WHAT SORT OF DECISIONS – MORAL AND NON-MORAL – ARE WE TO MAKE?

1. GOD'S SOVEREIGN WILL

This passage that we have just heard read by Sam/Richard from the book of James [4.13-16] is not about business or money or planning. It is addressed to believers like us. And it is addressed to believers like us, who in very tangible ways, need to make plans and need to make money to survive. We are called to be good stewards. James doesn’t call them ‘rich,’ he doesn’t call them ‘greedy’ … the text doesn’t say that their business-practice was ‘corrupt’ or ‘unethical’ … he berates them because they are believers who act like non-believers. They make plans without factoring in God’s PLAN.

v15 says “Instead, you ought to say, ‘If it is the Lord’s will, we will live and do this or that.’”

Sometimes, as Christians, we say “We’ll do such-and-such … God willing.” But James is obviously suggesting something far more significant: what he is conveying is that a life centred in Christ and his people means that God’s Sovereign Will is a key factor to any decision. Our LIFE … our very existence … BELONGS TO GOD. Boasting about our great business plans and how much money we will make, without a thought for the body of Christ is arrogant and sinful. He is saying our corporate Christian life and our everyday decision-making go hand-in-hand if we are to be faithful followers of Christ. Because our lives BELONG TO GOD.

In our preaching series, we have been talking about moral decisions – for which we can determine the way forward through careful reading of the bible. And non-moral decisions – for which we can make reasoned, rational decisions based on the facts in front of us. However we also know that God has a Sovereign Will. Within his sovereign will, we see that God wants us to live by his standards, that the believers may be a sign and foretaste of the new creation (as Tim Foster encouraged us last weekend).

But can God’s Sovereign Will also impact on our individual non-moral decisions?

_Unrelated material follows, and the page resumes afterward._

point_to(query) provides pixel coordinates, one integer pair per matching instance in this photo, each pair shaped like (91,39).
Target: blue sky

Well Heather’s sermon two weeks ago, showed us that through the Holy Spirit, who testifies to our spirit, sometimes God does reveal things that are pertinent to our individual non-moral will. So God might reveal to us through, through the Holy Spirit, that we should ‘go’ somewhere (for a reason unknown to us), later we discover that there was some specific work that we were to do there, some door that God had opened to us. And at other times, it may seem as though the Holy Spirit is closing a door for us. Often in hindsight, we can look back on a part of our lives and think … yes … God’s hand was in that. But how do we know?

II. READING THE SIGNS

Many of you have heard me talk about the circumstances of when we first returned to Melbourne at the beginning of 2009. However, what I may not have told you about was the series of events that happened beforehand …

On a Saturday in October of 2008, I had been asked to attend a youth Camp for the afternoon … when I arrived I was particularly impressed by the faith that these young people displayed and the way that they were ministering to one another and I had prayed with them and for them.